As Smith and his mill-owning cronies had hoped, a federal district court ruled in 1968 that sex-specific state labor protection laws were unconstitutional under Title VII of the Civil Rights Act of 1964. (Happily for American workers, if not for Smith, most labor laws remained intact; they were simply rewritten to apply to both sexes.)
The ERA sets a stronger legal standard to protect women
As Scalia noted, women are not explicitly guaranteed equal protection under the Constitution. Maybe that doesn’t sound like a big deal, after all, women have made significant strides and can use existing laws to protect themselves against things like workplace discrimination. But, by officially enshrining Rexroat’s rights in the Constitution and raising the standard of review applied to cases like hers, it would radically improve women’s chances of receiving equal pay for equal work. It would also provide them with a higher standard of protection from gender-based violence and make it harder to deny them access to health care, reproductive or otherwise, and accommodations during pregnancy.
Anti-discrimination laws are often toothless to begin with, weakened by hostile court rulings, or selectively enforced. They can also be repealed, as we’ve seen the GOP attempt to do with the Affordable Care Act. Under the Trump administration, civil rights laws are especially vulnerable. A constitutional amendment would be much harder to dilute or reverse — and there is fresh momentum behind it, thanks to a women’s movement reignited by our groper-in-chief.
Our contemporary understanding of equality is broader than it was when the amendment was first conceived. Women still want equal pay for equal work and equal access to higher-paying jobs. But we also want support for working mothers, including paid maternity and family leave and state-subsidized child care; equality for single, lesbian and queer women and families that don’t include men; the right to control our bodies; and freedom from gender-based violence.

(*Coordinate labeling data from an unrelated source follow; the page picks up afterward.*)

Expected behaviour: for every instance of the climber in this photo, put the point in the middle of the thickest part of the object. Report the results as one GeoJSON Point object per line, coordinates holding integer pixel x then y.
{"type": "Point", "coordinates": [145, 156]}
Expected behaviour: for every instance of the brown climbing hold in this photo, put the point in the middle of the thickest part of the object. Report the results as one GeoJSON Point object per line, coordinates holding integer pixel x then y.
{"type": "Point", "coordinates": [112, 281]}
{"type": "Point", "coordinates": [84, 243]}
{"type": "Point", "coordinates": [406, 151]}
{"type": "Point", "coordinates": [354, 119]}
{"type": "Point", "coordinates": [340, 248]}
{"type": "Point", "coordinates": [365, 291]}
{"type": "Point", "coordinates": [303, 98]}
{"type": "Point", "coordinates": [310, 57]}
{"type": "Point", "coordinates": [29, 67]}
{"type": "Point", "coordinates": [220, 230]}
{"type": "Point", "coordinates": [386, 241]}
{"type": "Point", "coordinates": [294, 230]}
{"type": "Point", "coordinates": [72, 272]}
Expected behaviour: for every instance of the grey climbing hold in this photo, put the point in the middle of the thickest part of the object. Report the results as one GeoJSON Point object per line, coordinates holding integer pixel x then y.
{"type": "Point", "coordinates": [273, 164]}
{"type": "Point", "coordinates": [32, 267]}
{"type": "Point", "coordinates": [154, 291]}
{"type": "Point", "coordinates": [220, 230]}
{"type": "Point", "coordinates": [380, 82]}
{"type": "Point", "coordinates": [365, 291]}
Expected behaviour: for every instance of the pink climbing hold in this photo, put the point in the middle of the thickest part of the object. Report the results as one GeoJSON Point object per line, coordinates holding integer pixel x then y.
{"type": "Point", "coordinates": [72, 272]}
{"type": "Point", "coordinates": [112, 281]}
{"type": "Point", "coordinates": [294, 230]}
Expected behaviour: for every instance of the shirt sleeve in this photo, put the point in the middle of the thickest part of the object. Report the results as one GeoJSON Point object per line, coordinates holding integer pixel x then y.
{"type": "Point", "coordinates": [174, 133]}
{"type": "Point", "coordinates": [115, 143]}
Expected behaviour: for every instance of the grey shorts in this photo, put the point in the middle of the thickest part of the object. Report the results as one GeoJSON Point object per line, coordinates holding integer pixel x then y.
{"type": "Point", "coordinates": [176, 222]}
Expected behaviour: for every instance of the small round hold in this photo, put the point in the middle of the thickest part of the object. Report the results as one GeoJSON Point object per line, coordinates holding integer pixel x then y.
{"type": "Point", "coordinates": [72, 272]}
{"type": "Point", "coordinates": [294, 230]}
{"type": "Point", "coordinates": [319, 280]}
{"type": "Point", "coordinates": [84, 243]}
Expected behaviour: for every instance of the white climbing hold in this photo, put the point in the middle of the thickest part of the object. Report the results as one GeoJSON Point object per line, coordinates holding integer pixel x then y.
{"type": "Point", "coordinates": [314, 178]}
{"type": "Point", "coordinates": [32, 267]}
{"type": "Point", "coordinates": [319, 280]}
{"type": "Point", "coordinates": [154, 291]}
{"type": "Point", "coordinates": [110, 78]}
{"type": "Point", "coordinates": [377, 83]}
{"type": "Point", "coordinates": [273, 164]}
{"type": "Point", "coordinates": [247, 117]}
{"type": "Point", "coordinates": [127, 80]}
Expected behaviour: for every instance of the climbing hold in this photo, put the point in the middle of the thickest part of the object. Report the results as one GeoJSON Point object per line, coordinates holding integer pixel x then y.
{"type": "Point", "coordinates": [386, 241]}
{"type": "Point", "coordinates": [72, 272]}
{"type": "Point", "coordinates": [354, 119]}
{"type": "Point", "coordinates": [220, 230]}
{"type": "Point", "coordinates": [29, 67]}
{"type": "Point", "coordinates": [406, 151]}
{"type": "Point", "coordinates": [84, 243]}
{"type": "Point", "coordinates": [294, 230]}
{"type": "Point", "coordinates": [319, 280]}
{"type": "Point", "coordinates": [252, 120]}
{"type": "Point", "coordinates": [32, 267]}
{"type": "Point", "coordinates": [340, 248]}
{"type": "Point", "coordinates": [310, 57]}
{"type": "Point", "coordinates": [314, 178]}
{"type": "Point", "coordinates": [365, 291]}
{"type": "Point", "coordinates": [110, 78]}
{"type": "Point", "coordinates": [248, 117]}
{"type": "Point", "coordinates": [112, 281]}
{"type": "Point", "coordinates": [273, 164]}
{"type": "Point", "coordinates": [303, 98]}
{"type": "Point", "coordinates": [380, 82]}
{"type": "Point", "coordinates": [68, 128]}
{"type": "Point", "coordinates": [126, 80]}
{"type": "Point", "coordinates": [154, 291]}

“If I could choose an amendment to add to the Constitution, it would be the Equal Rights Amendment,” Justice Ruth Bader Ginsburg said in 2014. “I would like my granddaughters, when they pick up the Constitution, to see that notion – that women and men are persons of equal stature – I’d like them to see that is a basic principle of our society.”
The ERA could have secured economic justice for Tracy Rexroat. It could pave the way for all women to enjoy the same rights as the men who wrote the Constitution. And it has the full-throated support of the Notorious RBG. What more are we waiting for?